Loop vectorizer dosen't find loop bounds

I am trying to vectorize the function

void bar(float *c, float *a, float *b)
{
   const int width = 256;
   for (int i = 0 ; i < 256 ; ++i ) {
     c[ i ] = a[ i ] + b[ i ];
     c[ width + i ] = a[ width + i ] + b[ width + i ];
   }
}

using the following commands

clang -emit-llvm -S loop.c
opt loop.ll -O3 -debug-only=loop-vectorize -S -o -

LV: Checking a loop in "bar"
LV: Found a loop: for.body
LV: Found an induction variable.
LV: Found an unidentified write ptr: float* %c
LV: Found an unidentified read ptr: float* %a
LV: Found an unidentified read ptr: float* %b
LV: Found an unidentified read ptr: float* %a
LV: Found an unidentified read ptr: float* %b
LV: Found a runtime check ptr: %arrayidx4 = getelementptr inbounds float* %c, i64 %indvars.iv
LV: Found a runtime check ptr: %arrayidx14 = getelementptr inbounds float* %c, i64 %2
LV: Found a runtime check ptr: %arrayidx = getelementptr inbounds float* %a, i64 %indvars.iv
LV: Found a runtime check ptr: %arrayidx2 = getelementptr inbounds float* %b, i64 %indvars.iv
LV: Found a runtime check ptr: %arrayidx7 = getelementptr inbounds float* %a, i64 %2
LV: Found a runtime check ptr: %arrayidx10 = getelementptr inbounds float* %b, i64 %2
LV: We need to do 10 pointer comparisons.
LV: We can't vectorize because we can't find the array bounds.
LV: Can't vectorize due to memory conflicts
LV: Not vectorizing.

Is there any chance to make this work?

Frank

I am trying to vectorize the function

void bar(float *c, float *a, float *b)
{
   const int width = 256;
   for (int i = 0 ; i < 256 ; ++i ) {
     c[ i ] = a[ i ] + b[ i ];
     c[ width + i ] = a[ width + i ] + b[ width + i ];
   }
}

using the following commands

clang -emit-llvm -S loop.c
opt loop.ll -O3 -debug-only=loop-vectorize -S -o -

LV: Checking a loop in "bar"
LV: Found a loop: for.body
LV: Found an induction variable.
LV: Found an unidentified write ptr: float* %c
LV: Found an unidentified write ptr: float* %c
LV: Found an unidentified read ptr: float* %a
LV: Found an unidentified read ptr: float* %b
LV: Found an unidentified read ptr: float* %a
LV: Found an unidentified read ptr: float* %b
LV: Found a runtime check ptr: %arrayidx4 = getelementptr inbounds
float* %c, i64 %indvars.iv
LV: Found a runtime check ptr: %arrayidx14 = getelementptr inbounds
float* %c, i64 %2
LV: Found a runtime check ptr: %arrayidx = getelementptr inbounds
float* %a, i64 %indvars.iv
LV: Found a runtime check ptr: %arrayidx2 = getelementptr inbounds
float* %b, i64 %indvars.iv
LV: Found a runtime check ptr: %arrayidx7 = getelementptr inbounds
float* %a, i64 %2
LV: Found a runtime check ptr: %arrayidx10 = getelementptr inbounds
float* %b, i64 %2
LV: We need to do 10 pointer comparisons.
LV: We can't vectorize because we can't find the array bounds.
LV: Can't vectorize due to memory conflicts
LV: Not vectorizing.

Is there any chance to make this work?

Try adding the restrict keyword to the function parameters:

void bar(float * restrict c, float * restrict a, float * restrict b)

-Hal

Bingo! That works (when coming from C source)

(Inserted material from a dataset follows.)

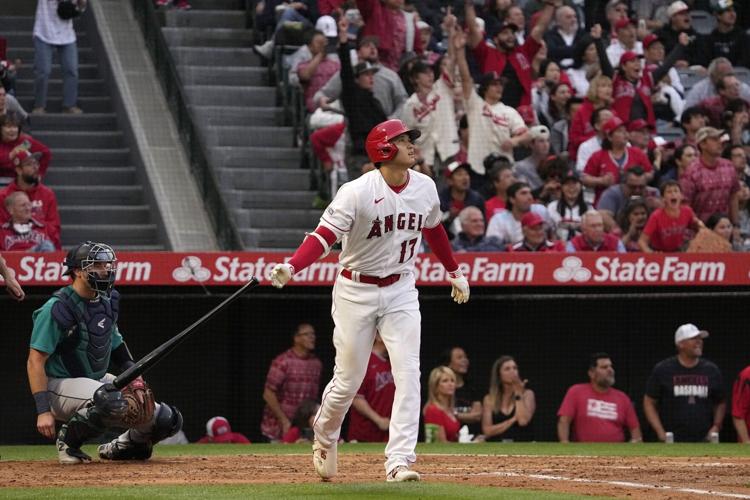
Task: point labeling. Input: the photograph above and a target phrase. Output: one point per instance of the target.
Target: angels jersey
(381, 229)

Now, I have a serious problem. I am not coming from C but I build the function with the builder. I am also forced to change the signature and load the pointers a,b,c afterwards:

define void @bar([8 x i8]* nocapture readonly %arg_ptr) #0 {
entrypoint:
   %0 = bitcast [8 x i8]* %arg_ptr to i32*
   %1 = load i32* %0, align 4
   %2 = getelementptr [8 x i8]* %arg_ptr, i64 1
   %3 = bitcast [8 x i8]* %2 to i32*
   %4 = load i32* %3, align 4
   %5 = getelementptr [8 x i8]* %arg_ptr, i64 2
   %6 = bitcast [8 x i8]* %5 to float**
   %7 = load float** %6, align 8
   %8 = getelementptr [8 x i8]* %arg_ptr, i64 3
   %9 = bitcast [8 x i8]* %8 to float**
   %10 = load float** %9, align 8
   %11 = getelementptr [8 x i8]* %arg_ptr, i64 4
   %12 = bitcast [8 x i8]* %11 to float**
   %13 = load float** %12, align 8
   %14 = sext i32 %1 to i64
   br label %L0

Now, these pointer (%7,%10,%13) are not qualified with 'restrict' and the loop vectorizer gives me the same message:

LV: We can't vectorize because we can't find the array bounds.
LV: Can't vectorize due to memory conflicts
LV: Not vectorizing.

I asked this a few days ago; now it comes up again: Is there a way to qualify a pointer/Value to be 'restrict'?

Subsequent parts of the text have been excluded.